Unlike the other deregulation provisions, those relating to consecrated land are relatively straightforward and are contained in a single clause which disapplies the church law that may hinder development on relevant parts of the route. Clause 27 states:
(1) No obligation or restriction imposed under ecclesiastical law or otherwise in relation to consecrated land has effect to prohibit, restrict or impose any condition on the exercise of the powers conferred by this Act with respect to works.
(2) Subsection (1) does not apply in relation to the use of land comprised in a burial ground for the purpose of constructing any of the works authorised by this Act.
[1] See annotations relating to section 25 in legislation.gov, here.
[2] There may be more than one nominated undertaker, e.g. HS2 Ltd could become the nominated undertaker for the main railway works, while Network Rail could become the nominated undertaker for works to an existing station such as Euston. But, whoever they are, all nominated undertakers will be bound by the obligations within the Bill and the policies established in the Environmental Minimum Requirements (EMRs).

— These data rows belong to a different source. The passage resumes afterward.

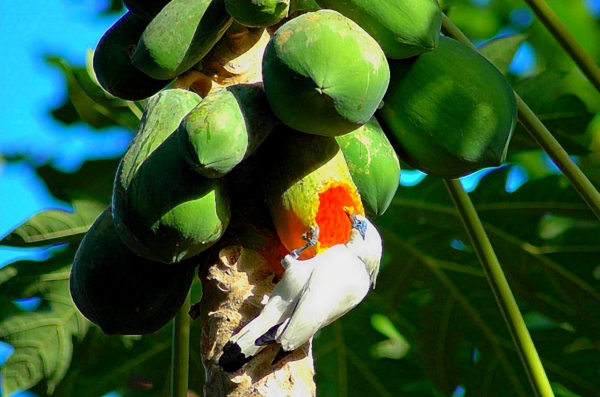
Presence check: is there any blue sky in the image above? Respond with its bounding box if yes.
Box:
[0,0,127,266]
[0,0,600,392]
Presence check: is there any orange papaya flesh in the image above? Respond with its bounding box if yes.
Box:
[263,126,364,259]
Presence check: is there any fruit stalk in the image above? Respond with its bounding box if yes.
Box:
[171,292,191,397]
[444,179,554,397]
[442,14,600,219]
[525,0,600,92]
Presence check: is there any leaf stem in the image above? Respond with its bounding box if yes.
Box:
[171,292,191,397]
[442,14,600,219]
[444,179,554,397]
[525,0,600,91]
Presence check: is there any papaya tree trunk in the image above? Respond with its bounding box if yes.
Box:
[182,23,316,397]
[199,155,316,397]
[200,245,316,397]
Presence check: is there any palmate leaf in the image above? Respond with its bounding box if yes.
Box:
[0,245,77,302]
[342,170,600,396]
[33,280,205,397]
[0,267,89,395]
[510,71,594,155]
[0,200,105,247]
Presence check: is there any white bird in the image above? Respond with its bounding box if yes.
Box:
[256,215,383,363]
[219,226,320,372]
[219,214,382,372]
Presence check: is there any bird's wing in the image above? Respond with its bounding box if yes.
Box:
[278,245,370,351]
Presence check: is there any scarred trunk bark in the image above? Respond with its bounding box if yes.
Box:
[200,245,315,397]
[182,25,316,397]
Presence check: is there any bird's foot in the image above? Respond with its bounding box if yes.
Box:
[290,225,319,259]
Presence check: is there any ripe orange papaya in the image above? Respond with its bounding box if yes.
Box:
[261,126,364,258]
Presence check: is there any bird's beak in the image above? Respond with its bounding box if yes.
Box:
[344,207,366,239]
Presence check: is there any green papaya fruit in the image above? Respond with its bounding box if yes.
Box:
[258,125,365,259]
[335,117,400,218]
[112,89,230,263]
[316,0,442,59]
[225,0,290,28]
[131,0,233,79]
[289,0,320,15]
[70,208,196,335]
[177,84,278,178]
[263,10,389,137]
[93,12,171,101]
[123,0,171,21]
[377,37,517,178]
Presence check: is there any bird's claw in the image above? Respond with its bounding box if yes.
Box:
[290,225,319,259]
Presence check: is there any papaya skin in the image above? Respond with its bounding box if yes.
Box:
[93,12,171,101]
[177,84,279,178]
[260,126,364,259]
[335,117,400,218]
[70,208,197,335]
[263,10,389,137]
[131,0,233,79]
[317,0,442,59]
[112,90,231,264]
[225,0,290,28]
[377,37,517,178]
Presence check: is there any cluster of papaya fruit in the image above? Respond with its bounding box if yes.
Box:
[71,0,516,334]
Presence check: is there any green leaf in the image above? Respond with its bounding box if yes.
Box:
[510,90,595,155]
[514,70,567,114]
[479,34,527,74]
[0,274,88,395]
[0,245,77,301]
[366,169,600,396]
[46,52,139,130]
[0,200,105,247]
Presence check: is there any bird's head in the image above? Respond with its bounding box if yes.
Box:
[344,207,369,240]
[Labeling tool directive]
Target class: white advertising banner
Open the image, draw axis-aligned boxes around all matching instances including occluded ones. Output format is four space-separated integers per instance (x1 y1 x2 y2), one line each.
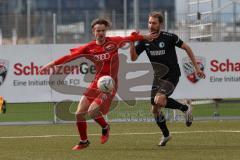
0 42 240 102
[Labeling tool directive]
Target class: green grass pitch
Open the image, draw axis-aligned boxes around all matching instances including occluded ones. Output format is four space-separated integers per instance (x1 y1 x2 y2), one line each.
0 121 240 160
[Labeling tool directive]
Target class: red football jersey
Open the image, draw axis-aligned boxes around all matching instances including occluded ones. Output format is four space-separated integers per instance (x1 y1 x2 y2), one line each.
54 32 143 83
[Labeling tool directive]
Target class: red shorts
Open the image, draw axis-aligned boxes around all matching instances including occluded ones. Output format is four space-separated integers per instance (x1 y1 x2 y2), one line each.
83 80 116 115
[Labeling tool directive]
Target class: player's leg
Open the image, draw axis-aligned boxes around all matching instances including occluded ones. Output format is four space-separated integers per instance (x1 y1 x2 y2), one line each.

[3] i.e. it has elements of both a public and a private Bill: it gives both Parliamentary approval and planning permission for the scheme. Those directly and specially affected by the construction of the route will be able to petition a specially-convened select committee on the Bill.
[4] This stated inter alia “better safeguards need to be implemented if harmful environmental impacts of HS2 are to be minimized”.
[5] These include: listed buildings, (clause 24 and Schedule 17); Ancient monuments, (clause 25 and Schedule 18); Burial grounds, (clause 26 and Schedule 19); Consecrated land, (clause 27); Commons and open spaces, (clause 28); Trees, (clause 29); Overhead lines, (clause 30); Water, (clause 31 and Schedule 20); Buildings, (clause 32, Schedule 21(Buildings), Schedule 22 (Party Walls)); Street works, (clause 33 and Schedule 23); Lorries, (clause 34 and Schedule 24); Noise, (clause 35 and Schedule 25); and Local Acts, (clause 36 and Schedule 26).
[6] These include: a monument and an obelisk, both in the London Borough of Camden and both Grade II.
[7] These include: Church of All Souls, (Grade II), 21 Loudon Road, London Borough of Camden; Parish Church of St Giles, (Grade I), Parish of Chalfont St. Giles; Church of St Lawrence, (Grade I), Parish of Radstone, South Northamptonshire; Church of St John The Baptist, (Grade I), Parish of Thorpe Mandeville; and within Kensal Green Cemetery, Royal Borough of Kensington & Chelsea: four tombs, (Grade II*), and twenty seven tombs, (Grade II); eight mausolea, (Grade II): eight Monuments, (Grade II).
[8] Defined in clause 27(3) as including “a tombstone or other memorial; and references to a monument to a person are to a monument commemorating that person, whether alone or with any other person.”
[9] This includes: notice of removal of remains or monument; removal of remains under licence; removal of remains by nominated undertaker; removal of monuments; records; discharge of functions by nominated undertaker, relatives and personal representatives.